Startup, in detail
Startup is Jerry Kaplan's account of GO Corporation, the pen-computing company he co-founded in 1987 and ran until it collapsed in 1994. GO raised over $75 million, attracted engineers from Xerox PARC and Apple, and was convinced it had built the future of computing — a tablet-based pen interface that would replace the keyboard-and-mouse paradigm. Microsoft and IBM both tried to kill it. AT&T eventually acquired it, then abandoned it. The book tells that story with unusual candor.
What makes Startup distinctive among tech failure memoirs is Kaplan's willingness to describe the social machinery of Silicon Valley in uncomfortable detail. The fundraising meetings, the board politics, the moment when a venture capitalist signals approval not with words but with a change in body language — Kaplan captures these dynamics with a novelist's eye for texture. The reader sees how deals actually get made, how loyalty shifts when the cap table changes, and how a company can be technically ahead of its time and still fail for reasons that have little to do with technology.
The pen computing thesis wasn't wrong, exactly — it was roughly a decade early. The iPad arrived in 2010 and validated most of GO's core ideas. Kaplan is good at analyzing this particular kind of failure: not stupidity or fraud, but a correct hypothesis deployed in the wrong window. He argues that timing is a strategic variable in the same way that product quality or distribution is, and that Silicon Valley's mythology of the visionary founder systematically underweights it.
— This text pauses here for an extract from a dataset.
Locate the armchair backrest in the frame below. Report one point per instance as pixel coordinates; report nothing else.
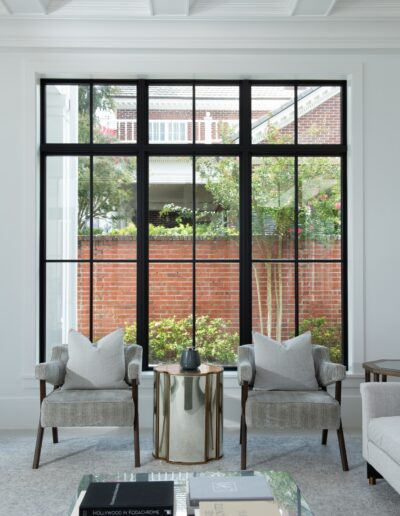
(131, 351)
(320, 355)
The book reads fast and the characters are vivid. Bill Gates and Andy Grove appear as they actually behave in competitive situations — not as villains, but as formidable players protecting their own franchises. The ending, when Kaplan describes the final dissolution of GO and the dispersal of its team, is genuinely affecting. For anyone trying to understand how technology startups live and die, Startup remains a clear-eyed primary source.
The big ideas
- 1.
Timing is as important as technology. GO had the right product vision but arrived before the hardware and networks could support it commercially.
- 2.
Venture fundraising is a performance with its own social codes. Reading the room — literally — matters as much as the deck you've prepared.
- 3.
Large incumbents (Microsoft, IBM) don't need to build a better product to kill a startup. They need only to create enough uncertainty to dry up investment and customer confidence.